At the door he stops, turns back to the witch.
She’s already busied herself lighting candles and humming.
“My father was a great man,” says Caleb. “He won’t be forgotten.”
The witch pauses in her humming and looks at Caleb.
“Yes, Billy,” she says pleasantly. “I know.”
As Caleb steps out through the screech of the screen door, he hears her singing behind him:
“Mine eyes have seen the glory of the coming of the morn . . . ”
And he and Christine cross the field of stars for the last time.
Awareness comes in patches, like glimpses though a dense fog. Ron feels many hands on him, the burn of the rope on his throat; he hears the crackling of leaves and sticks under bare white feet somewhere below. When his eyes flutter open he sees tree branches dissecting the night sky. Once he sees a star, a bright one. Might be the North Star, but he can’t tell. Then he falls back under, to a place even below dreams, a place of uneasy silence.
When he opens his eyes again, all he sees are green blades of grass. He sneezes and realizes some of them are tickling his nostrils. Must be what woke him. He also realizes the rope on his neck has gone slack. He raises his face slowly from the dewy grass, wincing as the muscles of his neck knot up sharply. His skin burns from the rope, and when he looks down at the grass, he sees little dots of his own blood.
At first everything is blurry. All his eyes can make out is shadow upon shadow. As a moment passes, though, the shades of darkness differentiate. He sees trees arching grandly above him, forming the roof of a great, natural cathedral. A few feet in front of him is the utterly placid surface of what looks like a pond, reflecting the blackness of the sky like a great, dark mirror. Except it reflects no stars, and the moon, which hangs just over the treetops, is nowhere to be seen on its surface.
Now he sees white shapes. They form a ring surrounding the pond. The shapes become figures, young people, wearing white nightgowns. Their eyes are closed and their faces are as still and calm as the surface of the water they encircle.
Ron hears a voice and looks up. Next to him a man stands, his arms stretched wide. Bizarre, inhuman sounds emanate from his lips and fill the little clearing with chattering, bellowing, screaming, hissing. The old Ron, the one who was a preacher once in Mississippi, the one who was run out of town by his own congregation, would know these sounds for what they are: the man, the director, is speaking in tongues.

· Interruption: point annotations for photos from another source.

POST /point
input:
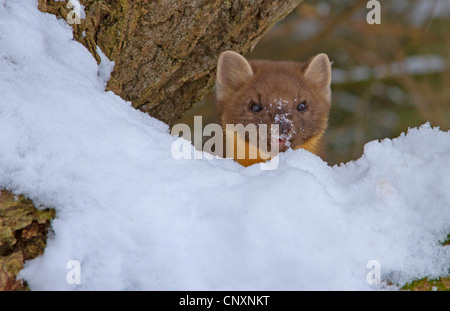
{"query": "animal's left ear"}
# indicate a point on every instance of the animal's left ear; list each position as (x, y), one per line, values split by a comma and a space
(318, 70)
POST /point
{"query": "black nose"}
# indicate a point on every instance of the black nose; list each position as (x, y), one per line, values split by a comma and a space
(285, 127)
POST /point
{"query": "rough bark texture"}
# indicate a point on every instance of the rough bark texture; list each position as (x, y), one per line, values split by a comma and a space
(23, 236)
(165, 52)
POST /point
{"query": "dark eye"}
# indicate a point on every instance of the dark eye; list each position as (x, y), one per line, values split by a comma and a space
(255, 107)
(302, 106)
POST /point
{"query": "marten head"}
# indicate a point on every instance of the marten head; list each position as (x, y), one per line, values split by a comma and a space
(295, 96)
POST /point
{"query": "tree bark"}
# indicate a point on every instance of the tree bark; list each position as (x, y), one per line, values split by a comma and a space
(165, 52)
(23, 236)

In one of his outstretched hands he holds the end of a rope. The other end is still looped around Ron’s neck.
Ron takes a deep breath, fighting to think clearly. He sees the sleepwalkers, the director, and the sheriff at his side, all facing the pond. All have left their backs to him, apparently thinking his lights would be out for quite a while. If he has a chance at all, this is it. He glances over and sees Margie next to him. She’s on her back. Her lips move as if she’s speaking, except no sound comes out. Her eyes are rolled back in her head with only the whites showing. She’s deep in shock. Her legs look like they belong in a butcher’s shop, and the puddle of blood she’s lying in must be an inch and a half deep. Her face is very pale; her breathing is so shallow Ron can’t see her chest moving. In another fifteen minutes, she’ll be dead. Whatever he’s going to do, he’ll have to do it alone.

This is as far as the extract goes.